University Challenge

Second round, match 5. Trinity Hall Cambridge v Birmingham

Trinity Hall had an embarrassingly easy win in week 3 against Magdalen Oxford; the opposition was below their usual woeful standard. Birmingham clung on to beat Strathclyde in a low-scoring match in week 6. Lest we forget, Birmingham has never lost a second-round match, beating Lampeter in 1995. This column was there, and must declare its degree from Birmingham.

Birmingham gets off to the better start, but come a cropper on bonuses of literary works taken from Paradise Lost. Trinity Hall has come back by the first visual round, on celebrity chef's restaurants. A full house leaves Thumper wondering what sort of student grants these Cambridgians are on, and a 60-25 lead.

The second stanza turns into a bit of a one-sided game, with Trinity buzzing well, and answering lots of bonuses into the boot. Birmingham could have started a pullback with a question about chemistry, but their chemist gets the wrong answer. By the audio round - women's names in classical music - Birmingham have crept off the blocks to trail 120-40.

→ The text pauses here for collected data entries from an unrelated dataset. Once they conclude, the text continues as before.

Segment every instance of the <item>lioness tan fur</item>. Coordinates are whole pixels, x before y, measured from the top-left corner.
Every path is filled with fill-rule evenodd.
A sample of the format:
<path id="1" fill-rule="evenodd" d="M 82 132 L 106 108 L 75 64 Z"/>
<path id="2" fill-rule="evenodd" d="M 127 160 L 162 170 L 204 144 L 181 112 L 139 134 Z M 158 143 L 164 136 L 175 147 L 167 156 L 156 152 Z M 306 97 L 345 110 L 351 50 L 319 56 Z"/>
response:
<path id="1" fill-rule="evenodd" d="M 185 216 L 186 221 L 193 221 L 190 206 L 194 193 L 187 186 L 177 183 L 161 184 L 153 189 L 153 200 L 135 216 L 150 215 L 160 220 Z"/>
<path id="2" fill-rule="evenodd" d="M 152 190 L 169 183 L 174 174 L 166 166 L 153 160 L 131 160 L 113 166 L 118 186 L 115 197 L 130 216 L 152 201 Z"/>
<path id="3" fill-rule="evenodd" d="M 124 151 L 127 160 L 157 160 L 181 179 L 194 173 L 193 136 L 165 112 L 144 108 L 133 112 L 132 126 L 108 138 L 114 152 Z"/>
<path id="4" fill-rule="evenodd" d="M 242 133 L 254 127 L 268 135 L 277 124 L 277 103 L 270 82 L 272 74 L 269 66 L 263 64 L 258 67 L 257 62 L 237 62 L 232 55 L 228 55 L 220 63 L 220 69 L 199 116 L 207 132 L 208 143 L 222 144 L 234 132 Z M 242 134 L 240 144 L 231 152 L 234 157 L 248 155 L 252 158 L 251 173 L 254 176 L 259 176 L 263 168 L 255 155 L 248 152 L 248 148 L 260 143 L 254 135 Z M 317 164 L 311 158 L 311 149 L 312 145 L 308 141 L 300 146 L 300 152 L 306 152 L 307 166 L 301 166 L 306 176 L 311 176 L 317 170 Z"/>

Trinity Hall get a starter about the Exclusion Principle before it's defined, and the side is on tremendous form tonight. It's not that they're beating Birmingham to the buzzers by much - many starters are being dropped tonight - but Trinity are putting forward a solid performance on the starters and bonuses. Birmingham gets the second picture round, on Missing People, to trail 195-60.

Birmingham's main aim tonight will be to do better than Magdalen Oxford against these opponents, and at 215-75 down, they've already scored more while conceding less. Knowledge of the number of books in the Booker Prize shortlist not only adds to Birmingham's score, but ensures that everyone has answered at least one starter correctly. At the gong, Trinity Hall has a clear win, 255-95, and cheering is led by the distinctive tones of Michael Hall, who has stepped forward as the person we heard in the episode a month ago. With this result, he has good reason to cheer; Trinity Hall could go a very long way.

Chris Smyth (74) and Ben Hardy (73) were the leading buzzers for Trinity Hall; Deepinder Chema (40) led for Birmingham. Birmingham made 7/18 bonuses, Trinity Hall a stonking 25/39. Neither side made a missignal.

This Week And Next

Richard Whiteley's will was published this week, and he's ensured that his family and loved ones are all provided for, along with a suitable gift to Giggleswick, his alma mater. This column will not discuss exact amounts, it feels disrespectful.

Ratings for the week ending 26 February, and after threatening to break through for the past month, Dancing on Ice recorded an eight-figure audience - 10.5 million. So far this year, only soaps have managed to break the 10 million barrier. Millionaire inherited 6.5 million - it'll be interesting to see how it fares now Dancing is over. For the BBC, Just the Two of Us had 5.7 million, but Millionaire Manor fell under 4 million again. It's possible that the first in the new series of The Apprentice - which had 3.7 million - beat it. With BBC2 showing the Winter Olympics all week, Masterchef Goes Large was all around the schedules, and Tuesday's primetime edition had 2.7 million watching.

On the digital channels, the repeat of QI moved to 10.30, and came within 15,000 viewers of being BBC4's most watched programme. Only the heavily-trailed Time beat Steven Fry and his panel of smarty-pants. Pop Idle US managed to get a mere 650,000 viewers.

How many people have gone from Question Time to The Games in less than two months? That's what Adam Rickitt will be doing; he replaces Goldie in the new series from next Friday. Countdown is taking four days off, making way for the Cheltenham Festival, and Deal or No Deal moves to 4.30 from Tuesday. There's also a new series of Never Mind the Buzzcocks, featuring guest hosts. First up, to discuss his extensive collection of bryophyta, is Jonathan Ross.